I tried the cervello fritto, aka fried brains, at Trattoria Da Luigi, located at Via del Corso 117 in Rome. The beauty of Roman cuisine, which includes highly prized cuts of meat, such as saltimbocca, alongside fifth-quarter offerings, is that it honors the whole animal. Having grown up vegetarian, this philosophy secured my respect more quickly than the appreciation of my taste buds. When the calf brains arrived, I was surprised to see that they looked like any other fried food; in fact, I could hardly tell the pieces of brain from the fried zucchini that rounded out the plate.
But I could tell the difference as soon as I took my first bite of brains. Simply put, brains taste like brains, mushy and bland. A friend said that they reminded him of barely cooked egg whites. The first bite was enough, and the second bite was more than enough. I would not be turning zombie any time soon. We asked the waiter if eating brains made you smarter, and he responded, “Certo”—of course.

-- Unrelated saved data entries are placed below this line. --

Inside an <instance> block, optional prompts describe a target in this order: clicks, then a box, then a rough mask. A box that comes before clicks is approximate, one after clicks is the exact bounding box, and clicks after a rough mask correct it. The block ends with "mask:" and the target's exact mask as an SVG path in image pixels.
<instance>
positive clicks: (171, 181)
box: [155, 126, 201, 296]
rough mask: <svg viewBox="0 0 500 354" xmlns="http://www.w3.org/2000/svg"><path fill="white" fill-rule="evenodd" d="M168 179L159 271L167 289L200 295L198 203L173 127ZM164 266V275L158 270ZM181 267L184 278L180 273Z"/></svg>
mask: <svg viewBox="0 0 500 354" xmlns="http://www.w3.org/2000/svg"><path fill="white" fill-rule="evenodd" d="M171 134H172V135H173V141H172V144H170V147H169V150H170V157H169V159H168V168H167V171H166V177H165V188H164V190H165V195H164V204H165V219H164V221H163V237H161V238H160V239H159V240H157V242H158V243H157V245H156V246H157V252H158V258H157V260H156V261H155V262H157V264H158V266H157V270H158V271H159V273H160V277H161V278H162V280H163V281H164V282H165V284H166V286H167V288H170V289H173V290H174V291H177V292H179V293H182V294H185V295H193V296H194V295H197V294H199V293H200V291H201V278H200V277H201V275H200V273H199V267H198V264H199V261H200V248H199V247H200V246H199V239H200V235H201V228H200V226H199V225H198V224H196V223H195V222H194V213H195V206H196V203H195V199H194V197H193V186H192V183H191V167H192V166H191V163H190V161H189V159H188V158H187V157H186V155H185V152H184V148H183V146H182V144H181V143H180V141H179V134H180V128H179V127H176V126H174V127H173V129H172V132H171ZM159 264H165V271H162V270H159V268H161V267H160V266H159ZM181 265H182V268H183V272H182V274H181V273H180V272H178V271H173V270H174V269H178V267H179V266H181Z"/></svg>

Perhaps the most famous Roman dish made with fifth-quarter meats is trippa all romana, which is served with tomato sauce. Tripe is the first or second stomach of a cow. It is a staple in many Italian homes. I ate it at one of my favorite restaurants in Rome, Alle Fratte di Trastevere , located at Via delle Fratte di Trastevere 49/50; I knew they would do it right, and I couldn’t pass up the opportunity. When the steaming bowl arrived, it was visually unappetizing. Served in a soup of half-disintegrated tomato, the tripe was sliced into white strips and otherwise featureless. One bite, again, was more than enough. It tasted slightly of seafood. When the waiter asked if everything was all right, I said yes, but that trippa is not for me. He responded, “Non é per mi anche”—It’s not for me either.
These two experiences have in no way turned me off to eating Rome’s fifth-quarter meats. These examples are the extreme of fifth-quarter cooking, and many dishes offer more subtle, highly seasoned versions; for example, coratella: lung, heart, and esophagus of lamb or kid, sautéed with artichokes.